Entonces pasé mis meditaciones de la mística a la Gracia. La Gracia que deslumbraba a Pascal, que dispara inquietudes, prohibiciones y reservas de teólogos y obispos, que inspirara la Polémica de Auxiliis. A mí que poco o nada me dicen el budismo, el hinduismo, el camino del zen, que me encontraría entre ateos o agnóstico de no ser por la palabra y la vida del Nazareno, que no sabría borrarme a mí mismo entregado, perdido, silenciado y transfigurado en la Divinidad; a mí, que andaba tan a mis anchas sumergido en las lecturas del ateo Baroja que me han acompañado a lo largo de tres cuartas partes de mi existencia junto con las de Dostoievski, Mauriac y Graham Greene; a mí, que he tenido siempre cerca, muy cerca de mi escritorio los libros de Albert Camus —libros que amo tanto, o casi, como las películas de Bergman y de Luis Buñuel—, la Gracia me intrigaba, me seduce e intriga aún. Pienso en Francisco al regresar de la Cruzada, en su beso al leproso; pienso en Dostoievski y el sufrimiento de los niños, en el volcán y el tsunami que sepulta a cientos de criaturas y en aquellas que han sido abortadas, sin que Él les diera la oportunidad de elegir. Y me digo que a Dostoievski lo iluminó la Gracia como a Francisco, pero que Camus llevó la rebeldía hasta el final y dijo siempre “no”; nunca pudo rendirse ni dar gracias.

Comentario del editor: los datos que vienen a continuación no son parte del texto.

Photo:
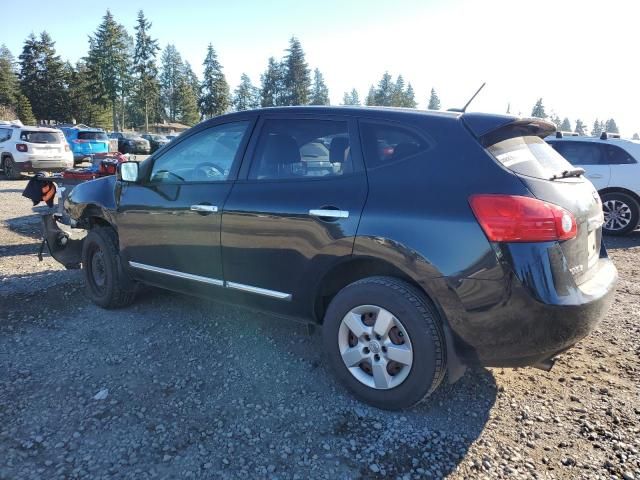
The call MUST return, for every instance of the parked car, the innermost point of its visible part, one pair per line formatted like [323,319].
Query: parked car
[452,245]
[156,141]
[85,142]
[131,143]
[32,149]
[611,163]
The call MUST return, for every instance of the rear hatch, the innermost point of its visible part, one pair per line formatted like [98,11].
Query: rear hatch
[519,147]
[46,146]
[91,142]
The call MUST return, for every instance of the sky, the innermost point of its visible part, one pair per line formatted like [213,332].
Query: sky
[581,57]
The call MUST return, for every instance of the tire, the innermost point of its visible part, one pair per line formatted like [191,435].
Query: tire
[106,283]
[412,312]
[10,170]
[621,213]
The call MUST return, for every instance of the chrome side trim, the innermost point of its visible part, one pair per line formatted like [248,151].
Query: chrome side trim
[329,213]
[173,273]
[259,291]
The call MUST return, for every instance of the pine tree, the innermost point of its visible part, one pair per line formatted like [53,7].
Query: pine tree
[611,127]
[214,90]
[297,78]
[246,96]
[319,90]
[108,63]
[170,77]
[597,128]
[272,92]
[434,100]
[538,110]
[144,67]
[351,98]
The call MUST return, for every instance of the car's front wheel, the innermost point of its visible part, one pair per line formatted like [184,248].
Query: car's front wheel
[105,281]
[385,343]
[621,213]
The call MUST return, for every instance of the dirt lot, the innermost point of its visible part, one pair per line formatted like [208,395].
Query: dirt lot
[179,387]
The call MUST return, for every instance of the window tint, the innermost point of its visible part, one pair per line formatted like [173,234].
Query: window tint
[580,153]
[302,148]
[614,155]
[206,156]
[384,144]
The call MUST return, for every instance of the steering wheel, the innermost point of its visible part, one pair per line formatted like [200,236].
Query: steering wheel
[209,170]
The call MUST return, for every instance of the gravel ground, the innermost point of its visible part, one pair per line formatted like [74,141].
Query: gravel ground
[180,387]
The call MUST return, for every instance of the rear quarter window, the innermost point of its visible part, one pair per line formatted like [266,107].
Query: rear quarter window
[530,156]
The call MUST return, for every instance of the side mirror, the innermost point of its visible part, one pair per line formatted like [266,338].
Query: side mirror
[128,172]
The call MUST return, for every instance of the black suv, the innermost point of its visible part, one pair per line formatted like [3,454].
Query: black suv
[421,241]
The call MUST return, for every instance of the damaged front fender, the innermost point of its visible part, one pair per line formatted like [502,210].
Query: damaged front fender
[61,244]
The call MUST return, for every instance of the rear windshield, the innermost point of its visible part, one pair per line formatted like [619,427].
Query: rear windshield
[39,137]
[92,136]
[530,156]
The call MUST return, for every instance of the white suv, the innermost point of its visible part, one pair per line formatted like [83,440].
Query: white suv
[32,149]
[612,166]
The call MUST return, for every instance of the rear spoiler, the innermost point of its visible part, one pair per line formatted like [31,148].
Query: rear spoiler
[490,129]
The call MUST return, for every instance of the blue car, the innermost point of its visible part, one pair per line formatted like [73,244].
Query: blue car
[85,142]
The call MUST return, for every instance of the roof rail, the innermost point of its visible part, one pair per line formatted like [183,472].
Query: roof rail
[560,134]
[608,135]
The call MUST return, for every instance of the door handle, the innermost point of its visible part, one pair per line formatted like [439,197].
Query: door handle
[328,213]
[204,208]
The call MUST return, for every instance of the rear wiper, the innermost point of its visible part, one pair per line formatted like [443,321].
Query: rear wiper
[574,172]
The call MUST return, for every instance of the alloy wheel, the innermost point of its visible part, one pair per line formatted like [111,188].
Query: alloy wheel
[375,347]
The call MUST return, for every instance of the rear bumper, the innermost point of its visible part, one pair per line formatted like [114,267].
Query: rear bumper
[532,314]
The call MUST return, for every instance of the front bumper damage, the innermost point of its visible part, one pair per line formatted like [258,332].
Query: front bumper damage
[64,245]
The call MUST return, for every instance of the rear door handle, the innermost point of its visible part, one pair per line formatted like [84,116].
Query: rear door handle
[328,213]
[204,208]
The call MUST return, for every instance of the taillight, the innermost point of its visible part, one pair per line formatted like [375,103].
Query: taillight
[511,218]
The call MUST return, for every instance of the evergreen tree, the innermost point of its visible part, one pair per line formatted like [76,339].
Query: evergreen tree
[144,67]
[297,78]
[610,126]
[581,128]
[246,96]
[108,63]
[214,91]
[272,92]
[319,90]
[597,128]
[538,110]
[371,96]
[434,100]
[351,98]
[170,77]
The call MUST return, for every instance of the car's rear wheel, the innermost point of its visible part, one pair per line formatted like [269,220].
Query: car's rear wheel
[10,169]
[105,281]
[384,341]
[621,213]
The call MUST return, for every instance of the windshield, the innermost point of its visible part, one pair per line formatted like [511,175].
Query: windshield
[39,137]
[530,156]
[92,136]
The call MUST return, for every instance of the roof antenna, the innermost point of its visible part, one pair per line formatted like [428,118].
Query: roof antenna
[463,109]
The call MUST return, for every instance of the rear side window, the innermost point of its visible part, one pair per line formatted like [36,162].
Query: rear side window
[302,148]
[92,136]
[580,153]
[384,144]
[39,137]
[530,156]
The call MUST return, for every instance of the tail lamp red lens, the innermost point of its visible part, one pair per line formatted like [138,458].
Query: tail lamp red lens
[512,218]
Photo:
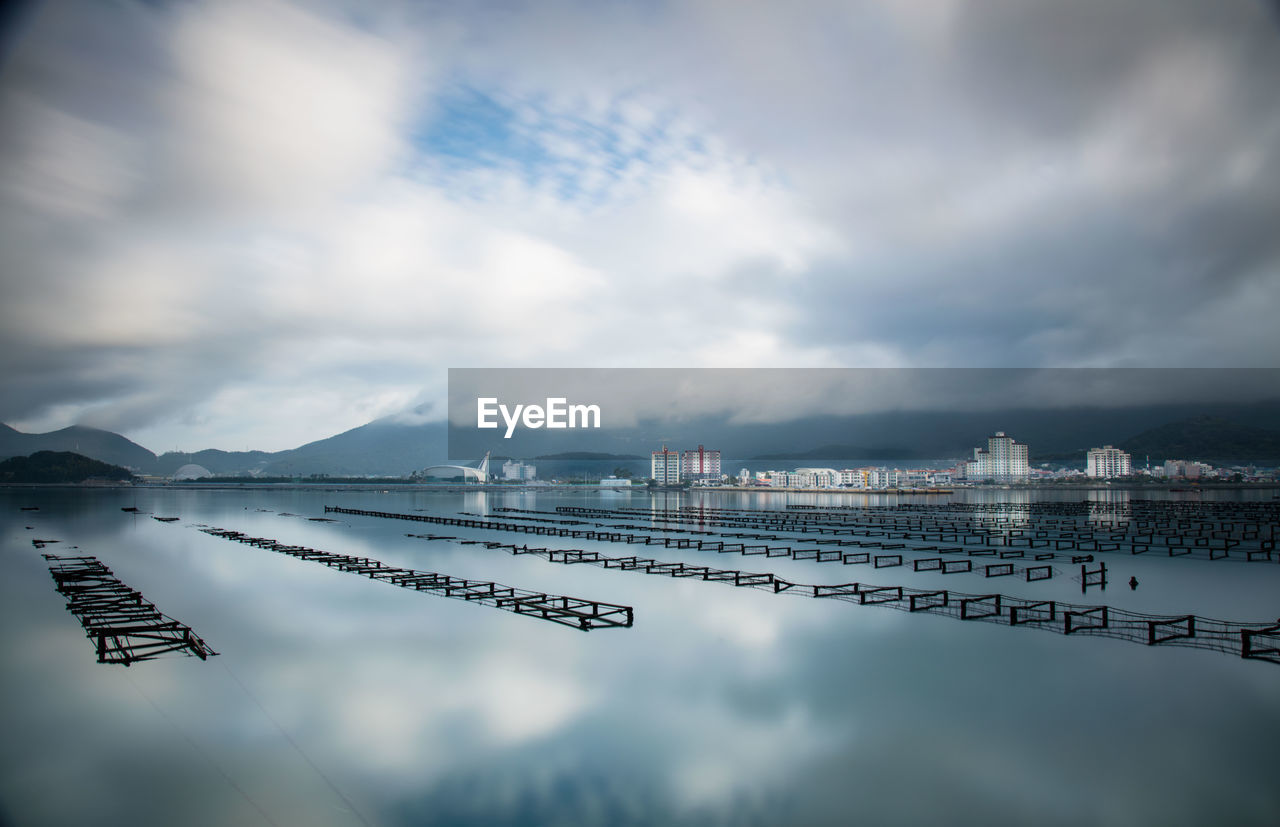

En medio de esas cavilaciones, recuerdo siempre el pasaje del joven rico del Evangelio. Como a Francisco, la Gracia lo iluminó; a diferencia suya, no lo dobló. Jesús, sin embargo, no lo rechaza. Lo mira con tristeza, una tristeza dulce y compasiva, como la que debió haberse dirigido a sí mismo cuando sudó sangre en el Huerto de los Olivos, cuando en la cruz, angustiado, reclamó el abandono del Padre para reencontrar la luz de la resurrección en la compasión y la esperanza que infunde al buen ladrón y volver, en rigor, desde aquel momento a la vida. El entrañable e indisoluble encuentro entre el Cristo del Madero con el que anduvo en la mar.

La meditación en la gracia me conduce también a la creación artística, un remedo de los aspirantes a místicos que saben dolorosamente que no alcanzarán esas alturas, pero que un día se les revela, como al cura de Bernanos, y gritan, en medio de la conciencia de sus miserias y llegada ya la hora del adiós: “todo es Gracia”. Entonces me digo: qué maravilla que en el intríngulis de la duda y de algunas certezas, el novelista de esta raza concilie en su agonía la predeterminación y la libertad, la dicha profunda de tener que ser siempre sí mismo, de ser en cada obra una sola voz, un sí mismo que parasita un mismo clima, una misma angustia animada por una esperanza inextinguible. Y creo en la encarnación que se ilumina y alcanza su sentido pleno en la resurrección y aun tan lejos de la mística, Creo.